蚂蚁集团开源代码大模型CodeFuse！（含魔搭体验和最佳实践）

魔搭ModelScope社区

3717人浏览 · 2023-09-12 14:24:58

魔搭ModelScope社区 · 2023-09-12 14:24:58 发布

导读

蚂蚁集团在刚刚结束的2023外滩大会上开源了代码大模型CodeFuse，目前在魔搭社区可下载、体验。

CodeFuse是蚂蚁集团自研的代码生成模型，能提供智能建议和实时支持，帮助开发者自动生成代码、注释、测试用例等，提高研发效率。在评测中，CodeFuse的得分超过了GPT-4和WizardCoder-34B。开源内容包括代码框架和模型。代码框架支持多任务微调，包括代码生成、翻译、测试用例生成等任务。

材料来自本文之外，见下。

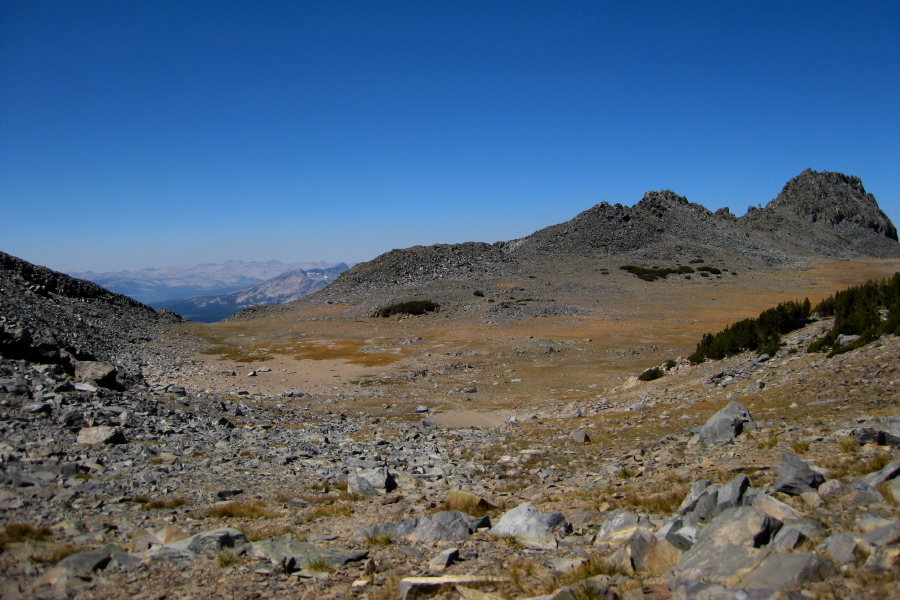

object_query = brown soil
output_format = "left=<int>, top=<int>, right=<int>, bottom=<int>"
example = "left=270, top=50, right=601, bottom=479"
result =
left=176, top=260, right=900, bottom=426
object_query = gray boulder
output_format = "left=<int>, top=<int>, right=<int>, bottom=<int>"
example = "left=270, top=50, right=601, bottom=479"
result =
left=698, top=506, right=782, bottom=548
left=700, top=401, right=756, bottom=446
left=775, top=452, right=825, bottom=496
left=409, top=510, right=491, bottom=542
left=853, top=417, right=900, bottom=448
left=859, top=460, right=900, bottom=488
left=595, top=508, right=655, bottom=545
left=56, top=551, right=112, bottom=575
left=819, top=533, right=856, bottom=564
left=76, top=425, right=128, bottom=446
left=741, top=552, right=837, bottom=589
left=491, top=502, right=565, bottom=550
left=166, top=527, right=248, bottom=554
left=250, top=538, right=369, bottom=573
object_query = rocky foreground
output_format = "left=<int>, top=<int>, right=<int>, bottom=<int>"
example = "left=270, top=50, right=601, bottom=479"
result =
left=0, top=314, right=900, bottom=600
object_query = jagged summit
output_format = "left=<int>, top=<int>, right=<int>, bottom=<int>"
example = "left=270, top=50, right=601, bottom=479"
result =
left=227, top=169, right=900, bottom=319
left=766, top=169, right=897, bottom=241
left=738, top=169, right=900, bottom=258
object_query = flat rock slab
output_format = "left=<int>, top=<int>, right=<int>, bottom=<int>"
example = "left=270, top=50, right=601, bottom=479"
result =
left=56, top=551, right=112, bottom=575
left=699, top=401, right=756, bottom=446
left=491, top=502, right=562, bottom=550
left=398, top=575, right=506, bottom=600
left=165, top=527, right=248, bottom=554
left=595, top=508, right=654, bottom=545
left=775, top=452, right=825, bottom=496
left=76, top=425, right=128, bottom=446
left=250, top=538, right=369, bottom=573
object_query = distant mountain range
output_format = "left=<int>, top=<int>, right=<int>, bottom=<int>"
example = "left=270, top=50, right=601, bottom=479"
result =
left=154, top=263, right=349, bottom=323
left=68, top=260, right=344, bottom=305
left=234, top=169, right=900, bottom=319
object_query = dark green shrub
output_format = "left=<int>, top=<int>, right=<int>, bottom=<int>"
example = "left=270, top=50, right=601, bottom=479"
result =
left=638, top=367, right=665, bottom=381
left=619, top=265, right=694, bottom=281
left=809, top=273, right=900, bottom=357
left=372, top=300, right=441, bottom=317
left=697, top=265, right=722, bottom=275
left=688, top=298, right=812, bottom=364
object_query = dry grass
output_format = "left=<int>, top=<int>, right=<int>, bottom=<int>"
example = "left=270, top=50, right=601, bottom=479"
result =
left=140, top=496, right=191, bottom=510
left=627, top=485, right=688, bottom=514
left=304, top=558, right=334, bottom=573
left=791, top=440, right=809, bottom=454
left=875, top=481, right=898, bottom=506
left=206, top=500, right=278, bottom=519
left=241, top=523, right=294, bottom=542
left=366, top=533, right=394, bottom=546
left=500, top=558, right=545, bottom=598
left=838, top=437, right=859, bottom=453
left=216, top=552, right=237, bottom=569
left=303, top=502, right=353, bottom=521
left=756, top=435, right=778, bottom=450
left=825, top=452, right=891, bottom=479
left=29, top=544, right=83, bottom=565
left=444, top=490, right=496, bottom=517
left=0, top=523, right=52, bottom=548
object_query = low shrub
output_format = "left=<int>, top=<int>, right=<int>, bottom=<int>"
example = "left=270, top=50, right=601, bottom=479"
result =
left=809, top=273, right=900, bottom=357
left=638, top=367, right=665, bottom=381
left=619, top=265, right=694, bottom=281
left=372, top=300, right=441, bottom=318
left=688, top=298, right=812, bottom=364
left=206, top=500, right=278, bottom=519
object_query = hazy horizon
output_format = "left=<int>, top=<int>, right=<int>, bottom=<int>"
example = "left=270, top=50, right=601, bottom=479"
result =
left=0, top=0, right=900, bottom=272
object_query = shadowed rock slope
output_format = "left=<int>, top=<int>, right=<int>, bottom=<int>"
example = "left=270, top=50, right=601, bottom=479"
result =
left=0, top=252, right=181, bottom=382
left=232, top=169, right=900, bottom=320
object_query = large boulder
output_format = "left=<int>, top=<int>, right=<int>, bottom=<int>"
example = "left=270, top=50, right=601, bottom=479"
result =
left=250, top=538, right=369, bottom=573
left=165, top=527, right=248, bottom=554
left=491, top=502, right=565, bottom=550
left=775, top=452, right=825, bottom=496
left=699, top=401, right=756, bottom=446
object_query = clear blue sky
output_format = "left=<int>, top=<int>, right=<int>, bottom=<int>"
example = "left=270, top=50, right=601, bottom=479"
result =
left=0, top=0, right=900, bottom=271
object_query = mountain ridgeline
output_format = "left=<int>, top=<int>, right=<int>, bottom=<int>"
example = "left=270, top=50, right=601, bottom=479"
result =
left=155, top=263, right=348, bottom=323
left=250, top=169, right=900, bottom=318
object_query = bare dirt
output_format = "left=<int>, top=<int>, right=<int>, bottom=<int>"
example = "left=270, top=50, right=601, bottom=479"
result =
left=181, top=259, right=900, bottom=426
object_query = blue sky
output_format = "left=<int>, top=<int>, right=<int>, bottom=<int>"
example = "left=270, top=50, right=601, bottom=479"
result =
left=0, top=0, right=900, bottom=271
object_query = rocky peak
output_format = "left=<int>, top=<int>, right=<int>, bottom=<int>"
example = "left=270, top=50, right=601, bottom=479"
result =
left=766, top=169, right=897, bottom=241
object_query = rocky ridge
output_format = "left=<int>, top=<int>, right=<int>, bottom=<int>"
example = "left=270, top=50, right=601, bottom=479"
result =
left=157, top=263, right=348, bottom=323
left=0, top=253, right=181, bottom=379
left=0, top=252, right=900, bottom=600
left=234, top=169, right=900, bottom=319
left=68, top=260, right=331, bottom=304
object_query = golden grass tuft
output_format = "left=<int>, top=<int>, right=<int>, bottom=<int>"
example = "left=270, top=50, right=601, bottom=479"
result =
left=142, top=496, right=191, bottom=510
left=241, top=523, right=294, bottom=542
left=0, top=523, right=52, bottom=545
left=206, top=500, right=278, bottom=519
left=826, top=452, right=891, bottom=479
left=303, top=502, right=353, bottom=521
left=30, top=544, right=83, bottom=565
left=366, top=533, right=394, bottom=546
left=627, top=485, right=688, bottom=514
left=444, top=490, right=496, bottom=517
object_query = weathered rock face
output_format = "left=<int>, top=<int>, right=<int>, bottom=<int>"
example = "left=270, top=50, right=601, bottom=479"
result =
left=699, top=401, right=756, bottom=446
left=766, top=169, right=897, bottom=241
left=0, top=252, right=181, bottom=380
left=232, top=170, right=900, bottom=319
left=738, top=169, right=897, bottom=258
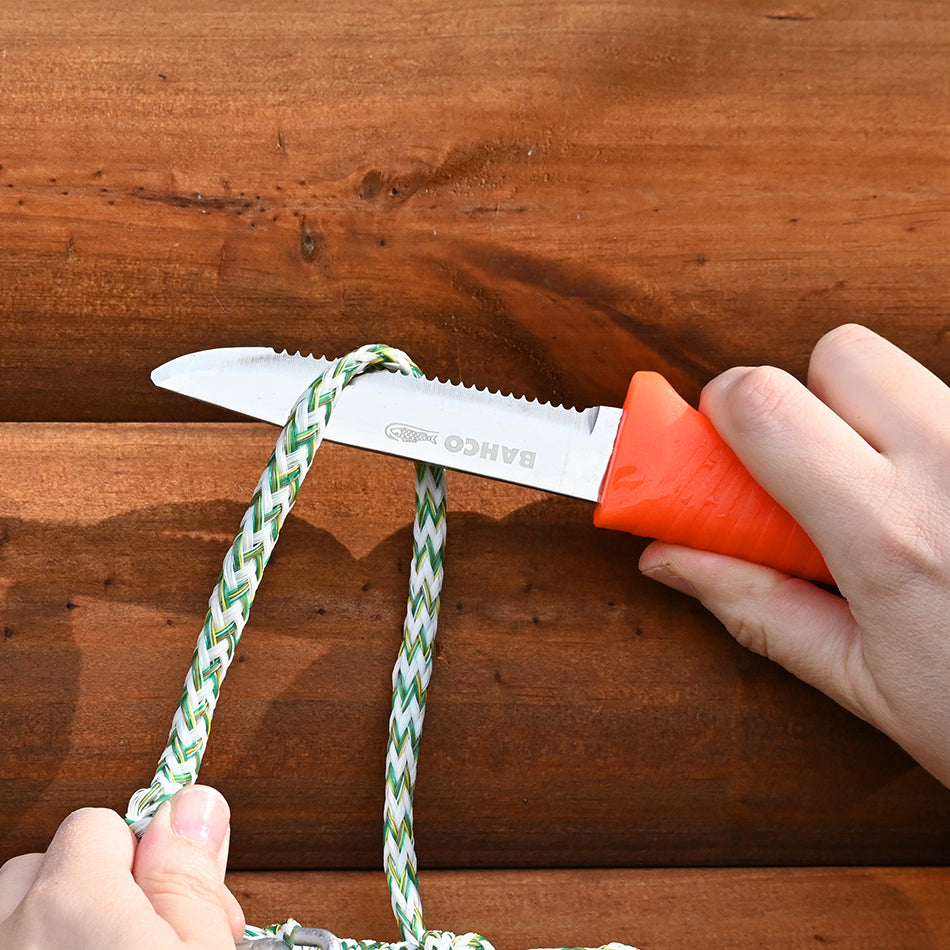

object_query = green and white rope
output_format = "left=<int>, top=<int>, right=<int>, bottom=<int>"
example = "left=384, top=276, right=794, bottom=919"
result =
left=126, top=345, right=632, bottom=950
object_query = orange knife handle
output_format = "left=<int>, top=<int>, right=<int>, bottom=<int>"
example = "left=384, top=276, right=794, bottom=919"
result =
left=594, top=372, right=834, bottom=584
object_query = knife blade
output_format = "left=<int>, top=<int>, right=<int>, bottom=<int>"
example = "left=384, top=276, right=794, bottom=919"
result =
left=152, top=347, right=834, bottom=584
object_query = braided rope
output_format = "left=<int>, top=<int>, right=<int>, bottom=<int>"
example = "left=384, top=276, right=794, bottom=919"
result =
left=126, top=345, right=633, bottom=950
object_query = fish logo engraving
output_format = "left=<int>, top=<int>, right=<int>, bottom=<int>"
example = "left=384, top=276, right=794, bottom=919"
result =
left=386, top=422, right=438, bottom=445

模型包括 CodeFuse13B-4K 和 CodeFuse-CodeLlaMa34B-MFT。CodeFuse早在6月开始内测，可用于开发助手、IDE插件等应用场景。

模型体验

CodeFuse-CodeLlaMa34B-MFT已经上线魔搭社区创空间，开发者们可以在创空间直接体验模型的代码生成效果。

创空间链接：

https://modelscope.cn/studios/codefuse-ai/CodeFuse-CodeLlama34B-MFT-Demo/summary

模型链接及下载

CodeFuse系列模型现已在ModelScope社区开源，包括：

CodeFuse-13B模型：

https://modelscope.cn/models/codefuse-ai/CodeFuse-13B/summary

from modelscope.hub.snapshot_download import snapshot_download

model_dir = snapshot_download('codefuse-ai/CodeFuse-13B', revision='v1.0.0')

CodeFuse-CodeLlama-34B模型：

https://modelscope.cn/models/codefuse-ai/CodeFuse-CodeLlama-34B/summary


from modelscope.hub.snapshot_download import snapshot_download

model_dir = snapshot_download('codefuse-ai/CodeFuse-CodeLlama-34B', revision='v1.0.0')

模型推理

CodeFuse-13B的推理代码


import torch
from modelscope import AutoModelForCausalLM, AutoTokenizer, snapshot_download

model_dir = snapshot_download('codefuse-ai/CodeFuse-13B', revision='v1.0.0')
tokenizer = AutoTokenizer.from_pretrained(model_dir)
model = AutoModelForCausalLM.from_pretrained(model_dir, device_map="auto", torch_dtype=torch.float16).eval()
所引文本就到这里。